Click on timestamp 17:40 to view Lisa’s testimony
This is a great day for Philadelphia. Thanks to activists including the Alliance and the other organizations who made up Our Cities Our Schools, the SCR is no more. We now have our Philadelphia Board of Education back.
The SRC was imposed on the city for the purpose of carrying out the corporate education agenda, the same agenda carried out in cities across the country—close neighborhood public schools, expand charters and make it impossible to close them when they fail, force kids to take standardized tests every year, then use those test scores to label them and their schools failing—just before charterizing or closing them. After 17 years, it is blindingly clear that this agenda has been a failure and has done little other than destabilize public schools in our city.
One purpose of this board, the most important one, is to end all of that.

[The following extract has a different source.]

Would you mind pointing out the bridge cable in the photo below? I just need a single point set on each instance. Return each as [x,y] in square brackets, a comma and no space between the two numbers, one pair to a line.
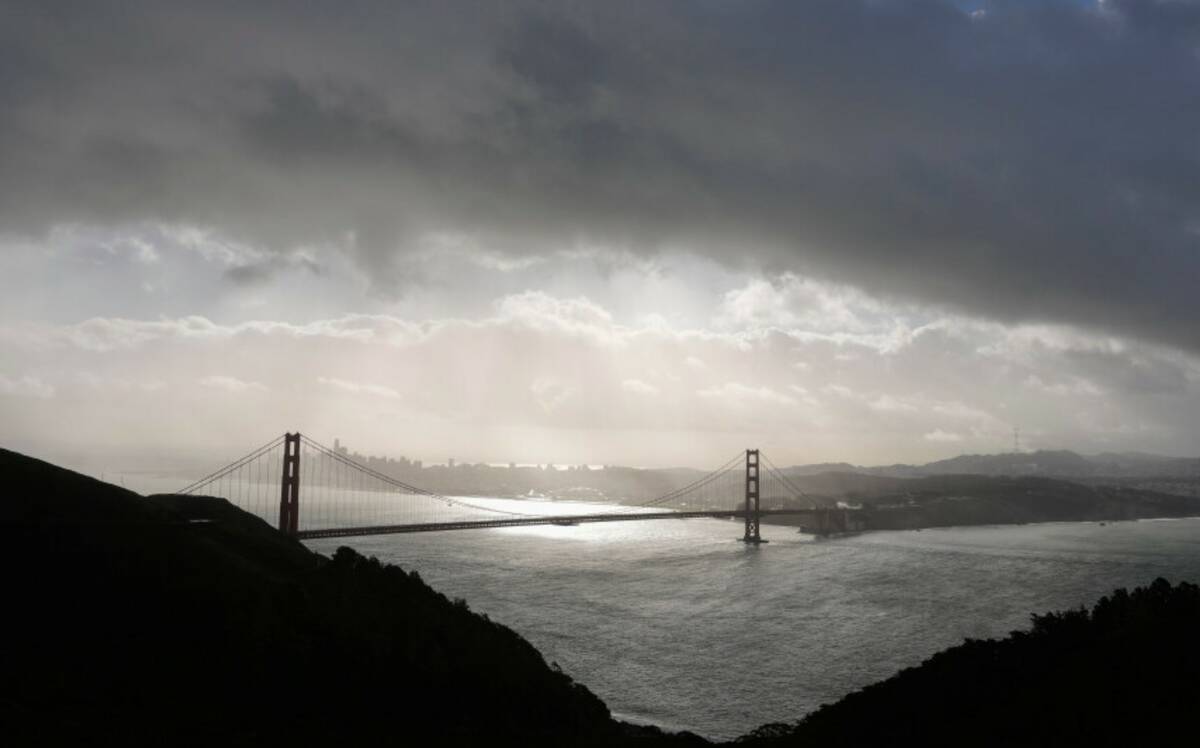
[228,468]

One of the biggest challenges our school district faces is lack of funding from Harrisburg. The Board of Education, like boards across the state, has to be more vocal advocates for fair funding. But we also have to make sure that the dollars we get are spent on improving every classroom in every school. Outsourcing millions to consulting firms like Jounce Partners and ISA and Cambridge and TNTP—just a few examples—do nothing to improve education for our students.
Proven reforms, in other words, the things we see in other districts all of the time, must be funded by the Board. Smaller class size, reading specialists, Non-Teaching Assistants, more counselors, aides in Kindergarten, more support staff. These things work. True educators know that. This Board could signal its intention to change things by bringing back school libraries with certified school librarians. Our kids deserve that.
The Board should work toward bring back an equitable system. Abolish the Fund for the School District of Philadelphia. All funding decisions should be made by this public Board, in public. We should not have a system in which unknown individuals or companies can decide which schools will be lucky enough to get money for what they need.
In fact, all decisions about school funding and school policy must be made in public. Obey the Sunshine Act. Post all resolutions in full two weeks before the Action Meeting.
Stop approving new charter schools. The district cannot afford them. Don’t renew charters which do not meet standards. Hundreds of millions of taxpayer dollars have been spent on schools which promised to educate children better than district schools but now want standards lowered when they have clearly failed to do so.
It is unfortunate that the selection process was closed to the public. But we trust that the new Board will be transparent and inclusive when making decisions about our schools and our children. Please remember what the SRC forgot: you are not accountable to the people who appointed you or their political allies. You are accountable to the children, their parents and their community.